Let $O$ be the origin.
The position vectors of points $A$, $B$ and $C$ are $\;$ $-2 \overrightarrow{a} + 3 \overrightarrow{b} + 5 \overrightarrow{c}$, $\;$ $\overrightarrow{a} + 2 \overrightarrow{b} + 3 \overrightarrow{c}$ $\;$ and $\;$ $7 \overrightarrow{a} - \overrightarrow{c}$ $\;$ respectively.

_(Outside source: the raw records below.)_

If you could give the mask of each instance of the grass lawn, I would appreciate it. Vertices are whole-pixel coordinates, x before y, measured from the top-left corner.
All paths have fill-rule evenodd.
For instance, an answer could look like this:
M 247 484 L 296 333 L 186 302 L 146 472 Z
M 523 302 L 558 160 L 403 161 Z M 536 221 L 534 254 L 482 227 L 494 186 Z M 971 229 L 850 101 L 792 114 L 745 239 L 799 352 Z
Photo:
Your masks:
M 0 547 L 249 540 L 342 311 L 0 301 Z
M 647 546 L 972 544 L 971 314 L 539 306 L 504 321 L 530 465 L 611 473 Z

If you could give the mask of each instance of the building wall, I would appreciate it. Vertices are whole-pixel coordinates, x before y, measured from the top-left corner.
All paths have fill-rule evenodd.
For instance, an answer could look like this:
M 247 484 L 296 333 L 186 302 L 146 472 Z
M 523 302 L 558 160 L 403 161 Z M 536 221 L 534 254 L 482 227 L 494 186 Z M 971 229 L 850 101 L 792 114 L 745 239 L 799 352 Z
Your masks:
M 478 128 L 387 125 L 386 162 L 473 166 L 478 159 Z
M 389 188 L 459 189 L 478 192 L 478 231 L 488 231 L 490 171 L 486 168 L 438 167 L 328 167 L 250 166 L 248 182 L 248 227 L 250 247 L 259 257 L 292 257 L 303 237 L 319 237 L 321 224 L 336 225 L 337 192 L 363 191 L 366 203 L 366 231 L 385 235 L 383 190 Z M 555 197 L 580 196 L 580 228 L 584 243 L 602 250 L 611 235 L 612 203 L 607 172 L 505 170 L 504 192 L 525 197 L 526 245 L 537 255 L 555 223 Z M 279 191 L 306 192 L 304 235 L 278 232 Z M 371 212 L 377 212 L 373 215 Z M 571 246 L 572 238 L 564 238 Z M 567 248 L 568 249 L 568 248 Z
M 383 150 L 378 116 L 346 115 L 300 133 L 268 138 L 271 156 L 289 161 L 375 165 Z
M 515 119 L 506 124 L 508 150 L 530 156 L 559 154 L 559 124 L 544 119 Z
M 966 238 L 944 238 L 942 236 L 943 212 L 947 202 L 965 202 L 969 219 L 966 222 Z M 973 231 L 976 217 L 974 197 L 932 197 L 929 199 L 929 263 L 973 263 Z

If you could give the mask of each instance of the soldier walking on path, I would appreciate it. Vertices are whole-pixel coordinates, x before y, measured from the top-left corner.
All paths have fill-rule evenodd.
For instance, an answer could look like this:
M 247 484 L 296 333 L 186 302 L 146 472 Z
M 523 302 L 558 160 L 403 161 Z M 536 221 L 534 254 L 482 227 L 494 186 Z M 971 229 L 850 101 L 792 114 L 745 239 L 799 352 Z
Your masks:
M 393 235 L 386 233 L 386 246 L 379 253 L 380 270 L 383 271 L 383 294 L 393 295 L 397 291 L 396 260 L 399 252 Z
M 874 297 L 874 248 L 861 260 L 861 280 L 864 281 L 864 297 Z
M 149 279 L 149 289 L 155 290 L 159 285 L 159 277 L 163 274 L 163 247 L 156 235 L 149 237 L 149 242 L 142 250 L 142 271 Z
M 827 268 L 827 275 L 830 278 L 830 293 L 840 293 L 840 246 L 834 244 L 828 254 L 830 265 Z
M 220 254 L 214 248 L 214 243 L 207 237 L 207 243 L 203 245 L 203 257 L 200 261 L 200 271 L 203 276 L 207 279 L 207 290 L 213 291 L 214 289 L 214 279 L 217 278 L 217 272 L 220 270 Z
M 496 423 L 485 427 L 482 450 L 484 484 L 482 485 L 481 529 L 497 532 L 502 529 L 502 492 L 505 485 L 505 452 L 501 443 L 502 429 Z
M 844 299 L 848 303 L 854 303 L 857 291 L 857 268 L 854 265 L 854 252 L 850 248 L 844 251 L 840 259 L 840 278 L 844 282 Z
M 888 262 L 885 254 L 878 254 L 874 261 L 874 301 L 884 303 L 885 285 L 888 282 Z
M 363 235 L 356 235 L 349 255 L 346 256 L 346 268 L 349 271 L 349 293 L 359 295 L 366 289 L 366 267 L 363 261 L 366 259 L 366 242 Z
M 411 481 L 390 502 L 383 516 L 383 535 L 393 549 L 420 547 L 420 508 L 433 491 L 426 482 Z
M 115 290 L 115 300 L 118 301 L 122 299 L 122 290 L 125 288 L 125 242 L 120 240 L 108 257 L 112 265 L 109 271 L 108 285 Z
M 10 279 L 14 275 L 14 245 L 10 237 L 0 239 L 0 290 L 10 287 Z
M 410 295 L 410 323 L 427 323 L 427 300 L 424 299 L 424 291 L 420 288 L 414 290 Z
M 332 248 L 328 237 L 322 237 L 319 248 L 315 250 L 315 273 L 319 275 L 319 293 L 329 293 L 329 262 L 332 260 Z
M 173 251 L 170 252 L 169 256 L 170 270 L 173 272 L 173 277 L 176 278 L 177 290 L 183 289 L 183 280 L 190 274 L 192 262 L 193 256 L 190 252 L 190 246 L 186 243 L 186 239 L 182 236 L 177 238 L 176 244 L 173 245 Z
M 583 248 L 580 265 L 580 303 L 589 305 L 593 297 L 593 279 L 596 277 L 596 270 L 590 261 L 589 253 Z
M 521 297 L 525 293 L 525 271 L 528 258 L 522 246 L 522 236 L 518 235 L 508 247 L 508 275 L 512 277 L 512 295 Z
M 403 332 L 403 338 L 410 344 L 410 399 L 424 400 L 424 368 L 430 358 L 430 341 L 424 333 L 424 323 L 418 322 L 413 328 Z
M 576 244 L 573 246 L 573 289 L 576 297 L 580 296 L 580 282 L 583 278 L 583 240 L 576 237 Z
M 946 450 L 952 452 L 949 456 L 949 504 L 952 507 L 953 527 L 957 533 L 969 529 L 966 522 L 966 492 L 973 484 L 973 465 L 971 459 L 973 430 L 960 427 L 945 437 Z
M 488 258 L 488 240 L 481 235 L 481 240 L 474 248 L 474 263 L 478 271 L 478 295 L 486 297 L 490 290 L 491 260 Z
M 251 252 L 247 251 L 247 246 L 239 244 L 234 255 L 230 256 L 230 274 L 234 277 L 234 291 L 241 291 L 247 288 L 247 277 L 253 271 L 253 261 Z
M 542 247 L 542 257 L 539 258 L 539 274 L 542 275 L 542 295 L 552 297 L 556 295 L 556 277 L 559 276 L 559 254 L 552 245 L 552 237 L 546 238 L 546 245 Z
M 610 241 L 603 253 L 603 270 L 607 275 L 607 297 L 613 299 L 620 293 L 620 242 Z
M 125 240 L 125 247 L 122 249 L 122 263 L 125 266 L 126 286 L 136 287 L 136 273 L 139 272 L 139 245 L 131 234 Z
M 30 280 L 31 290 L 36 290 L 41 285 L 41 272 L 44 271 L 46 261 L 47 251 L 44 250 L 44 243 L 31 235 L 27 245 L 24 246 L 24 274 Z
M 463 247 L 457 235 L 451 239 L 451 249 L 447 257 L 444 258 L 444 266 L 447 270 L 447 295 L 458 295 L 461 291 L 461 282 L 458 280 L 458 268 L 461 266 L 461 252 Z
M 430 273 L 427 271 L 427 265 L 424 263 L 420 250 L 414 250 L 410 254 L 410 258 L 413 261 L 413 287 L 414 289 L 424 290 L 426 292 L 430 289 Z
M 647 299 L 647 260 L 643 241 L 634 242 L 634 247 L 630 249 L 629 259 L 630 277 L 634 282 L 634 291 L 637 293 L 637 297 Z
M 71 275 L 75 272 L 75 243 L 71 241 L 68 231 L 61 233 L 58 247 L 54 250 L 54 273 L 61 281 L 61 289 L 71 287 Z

i.e. $\;$ $\overrightarrow{OA} = -2 \overrightarrow{a} + 3 \overrightarrow{b} + 5 \overrightarrow{c}$
$\overrightarrow{OB} = \overrightarrow{a} + 2 \overrightarrow{b} + 3 \overrightarrow{c}$ $\;$ and
$\overrightarrow{OC} = 7 \overrightarrow{a} - \overrightarrow{c}$
Now, $\;$ $\overrightarrow{AB} = \overrightarrow{OB} - \overrightarrow{OA}$
i.e. $\;$ $\overrightarrow{AB} = \left(\overrightarrow{a} + 2 \overrightarrow{b} + 3 \overrightarrow{c}\right) - \left(- 2 \overrightarrow{a} + 3 \overrightarrow{b} + 5 \overrightarrow{c}\right) = 3 \overrightarrow{a} - \overrightarrow{b} - 2 \overrightarrow{c}$
and $\;$ $\overrightarrow{BC} = \overrightarrow{OC} - \overrightarrow{OB}$
i.e. $\;$ $\overrightarrow{BC} = \left(7 \overrightarrow{a} - \overrightarrow{c}\right) - \left(\overrightarrow{a} + 2 \overrightarrow{b} + 3 \overrightarrow{c}\right) = 6 \overrightarrow{a} - 2 \overrightarrow{b} - 4 \overrightarrow{c}$
i.e. $\;$ $\overrightarrow{BC} = 2 \left(3 \overrightarrow{a} - \overrightarrow{b} - 2 \overrightarrow{c}\right) = 2 \overrightarrow{AB}$
$\implies$ $\overrightarrow{AB}$ $\;$ and $\;$ $\overrightarrow{BC}$ $\;$ are parallel vectors and point $B$ is common to both of them.
$\implies$ $\overrightarrow{AB}$ $\;$ and $\;$ $\overrightarrow{BC}$ $\;$ are collinear vectors.
$\implies$ $A$, $B$ and $C$ are collinear points.